Hacker News new | ask | show | jobs
by shodai80 763 days ago
My point still stands. How do you augment data for an LLM when you know the context of a page? Do you go through every element and setup the data for an associated label? Do you use div scoping via offset parent through a script to generate associated div (good approach, bad in real-life conditions though)? Do you convert the DOM to JSON or some data structure? That means little because you still don't have context, you'd have to do it by hand every time the layout changes...and you would have to be very specific, which is a separate problem for modeling as layouts are modified. What if the UI can be modified to have different layout types, such as label above, label to side, label below...where this can be dynamically set.

What I am pointing here is, even data modeling is mostly irrelevant unless you want to go through every page/permutation of a page...all the while hoping the layout isn't modified or back to training all over again...which is downtime, and at some point you'll realize its just better to store user created xpath's, as its quicker to update those than retrain.

How do you reason with an LLM without going through any of the above? Automation cannot consistently have downtime for retraining, it's the antithesis for its purpose.

Let's not even get into shadow dom issues.

I am keying on your third bullet point on Github:

"How can you inform a text-only LLM about the page's visual structure?"

My questions suggest a gap in your awesome accomplishment.

1 comments

We run OCR on the screenshot & convert it to whitespace-structured text, that is passed to the LLM. The images below might make it clearer for you:

[1] https://github.com/reworkd/tarsier/blob/main/.github/assets/...

[2] https://github.com/reworkd/tarsier/blob/main/.github/assets/...

Provided screenshots below do not show textboxes, selects, or other input nodes with labels. Show me text output with associated labels for inputs being correct and I will be shocked.
They do show textboxes with labels. From our readme:

"Keep in mind that Tarsier tags different types of elements differently to help your LLM identify what actions are performable on each element. Specifically:

[#ID]: text-insertable fields (e.g. textarea, input with textual type)

[@ID]: hyperlinks (<a> tags)

[$ID]: other interactable elements (e.g. button, select)

[ID]: plain text (if you pass tag_text_elements=True)"

Do you see the search boxes labeled [#4] and [#5] at the top? And before you say that the tag is on a different line from the placeholder text—yes, and our agent is smart enough to handle that minor idiosyncrasy. Are you shocked? :)

#4 and #5 are using placeholder attributes, and the text itself is contained within the node. Show me a simple form with labels external of an input node, then rearrange the labels to be some above and some below, and I will be shocked! No placeholders. Label must be its own 'text' node.

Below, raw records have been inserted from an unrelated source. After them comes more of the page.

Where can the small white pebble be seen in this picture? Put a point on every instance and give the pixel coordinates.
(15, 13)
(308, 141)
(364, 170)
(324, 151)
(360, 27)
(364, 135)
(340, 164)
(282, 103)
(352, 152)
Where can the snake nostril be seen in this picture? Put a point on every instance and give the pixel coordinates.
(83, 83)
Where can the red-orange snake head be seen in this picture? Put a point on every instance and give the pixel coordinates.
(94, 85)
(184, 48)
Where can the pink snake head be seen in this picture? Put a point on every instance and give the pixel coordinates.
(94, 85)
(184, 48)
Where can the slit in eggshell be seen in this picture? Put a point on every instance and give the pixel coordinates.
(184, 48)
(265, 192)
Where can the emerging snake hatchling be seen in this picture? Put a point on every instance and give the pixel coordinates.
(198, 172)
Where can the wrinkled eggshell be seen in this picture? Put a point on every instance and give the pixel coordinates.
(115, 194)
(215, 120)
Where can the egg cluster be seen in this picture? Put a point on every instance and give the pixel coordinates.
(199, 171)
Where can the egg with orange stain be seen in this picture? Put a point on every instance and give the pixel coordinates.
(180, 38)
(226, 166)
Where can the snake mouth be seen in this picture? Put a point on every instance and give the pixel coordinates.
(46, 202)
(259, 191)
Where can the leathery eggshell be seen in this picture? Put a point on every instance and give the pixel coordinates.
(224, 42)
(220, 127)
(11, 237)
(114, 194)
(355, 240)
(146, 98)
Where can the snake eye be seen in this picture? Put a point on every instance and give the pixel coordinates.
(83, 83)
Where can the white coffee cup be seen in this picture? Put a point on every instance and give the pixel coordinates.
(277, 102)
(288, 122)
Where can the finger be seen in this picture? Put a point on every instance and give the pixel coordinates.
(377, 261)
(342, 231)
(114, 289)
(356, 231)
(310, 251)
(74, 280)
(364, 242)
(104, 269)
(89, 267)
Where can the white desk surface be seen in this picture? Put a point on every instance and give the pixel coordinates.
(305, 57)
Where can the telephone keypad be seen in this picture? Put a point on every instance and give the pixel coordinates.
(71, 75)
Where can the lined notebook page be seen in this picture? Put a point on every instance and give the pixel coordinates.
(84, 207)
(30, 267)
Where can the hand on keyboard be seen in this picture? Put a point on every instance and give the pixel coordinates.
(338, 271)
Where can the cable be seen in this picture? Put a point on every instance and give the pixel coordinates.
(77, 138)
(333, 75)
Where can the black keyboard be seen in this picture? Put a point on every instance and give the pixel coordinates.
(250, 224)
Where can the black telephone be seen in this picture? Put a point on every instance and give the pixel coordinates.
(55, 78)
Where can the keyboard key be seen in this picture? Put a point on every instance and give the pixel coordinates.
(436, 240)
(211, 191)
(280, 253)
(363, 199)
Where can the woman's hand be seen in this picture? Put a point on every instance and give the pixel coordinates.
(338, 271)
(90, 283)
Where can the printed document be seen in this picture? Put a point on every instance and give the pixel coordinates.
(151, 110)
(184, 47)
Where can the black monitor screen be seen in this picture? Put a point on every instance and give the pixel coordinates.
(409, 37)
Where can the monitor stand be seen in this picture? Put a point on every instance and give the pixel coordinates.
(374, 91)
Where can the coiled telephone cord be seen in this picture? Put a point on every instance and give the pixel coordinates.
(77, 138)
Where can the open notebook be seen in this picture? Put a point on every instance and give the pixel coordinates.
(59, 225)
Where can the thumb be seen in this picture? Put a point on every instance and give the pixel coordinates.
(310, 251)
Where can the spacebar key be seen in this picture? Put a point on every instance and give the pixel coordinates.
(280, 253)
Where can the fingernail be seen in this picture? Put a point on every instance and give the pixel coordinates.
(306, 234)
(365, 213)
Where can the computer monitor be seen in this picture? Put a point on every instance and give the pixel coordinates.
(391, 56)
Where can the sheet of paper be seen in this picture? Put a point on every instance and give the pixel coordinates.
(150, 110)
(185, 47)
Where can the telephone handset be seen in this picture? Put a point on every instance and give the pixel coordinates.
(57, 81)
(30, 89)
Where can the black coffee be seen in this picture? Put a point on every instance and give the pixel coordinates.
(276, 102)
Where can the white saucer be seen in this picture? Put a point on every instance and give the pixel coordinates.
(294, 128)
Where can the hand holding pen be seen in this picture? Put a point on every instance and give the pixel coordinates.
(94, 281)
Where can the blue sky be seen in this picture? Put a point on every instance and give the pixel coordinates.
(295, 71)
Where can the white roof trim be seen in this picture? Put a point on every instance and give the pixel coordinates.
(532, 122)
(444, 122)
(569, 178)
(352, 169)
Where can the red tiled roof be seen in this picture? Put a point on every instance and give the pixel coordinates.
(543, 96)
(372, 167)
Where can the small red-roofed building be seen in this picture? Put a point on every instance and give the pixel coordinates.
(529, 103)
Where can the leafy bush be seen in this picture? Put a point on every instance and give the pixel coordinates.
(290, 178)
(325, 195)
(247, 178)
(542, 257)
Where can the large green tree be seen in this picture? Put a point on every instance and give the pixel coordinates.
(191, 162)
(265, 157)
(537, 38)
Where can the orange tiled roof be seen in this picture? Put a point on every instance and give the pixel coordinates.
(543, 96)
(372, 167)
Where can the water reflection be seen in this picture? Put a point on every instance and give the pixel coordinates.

Edit: I do not intend to come off as negative or disparaging - I already discussed this with some OS projects I work on as well as internally at work. You guys did something great, and I am just trying to point out gaps that could take it from great to unbelievable.

This problem isn't that hard, screen readers had to handle this exact issues for years. Inaccessible websites where the labels aren't properly associated with their respective form fields do exist, but aren't that common.
Yes if they are associated with accessibility attributes (Aria). Many, many sites including massive B2B do not do this (a shame). So no, you are seriously minimizing the problem. This approach would also be architecturally poorly thought out - The solution needs to not depend upon aria, nor any other non-global approach (Which this solution does so far).

Everything shown to me so far has been a solvable problem by scripts/xpath template/creation logic. I've handled all of this for over 10 years with one script. When I see it finding everything and associating them with correct external labels, then they have something. Otherwise I am concluding it non-functional and a long since solved problem where ML is over-engineering.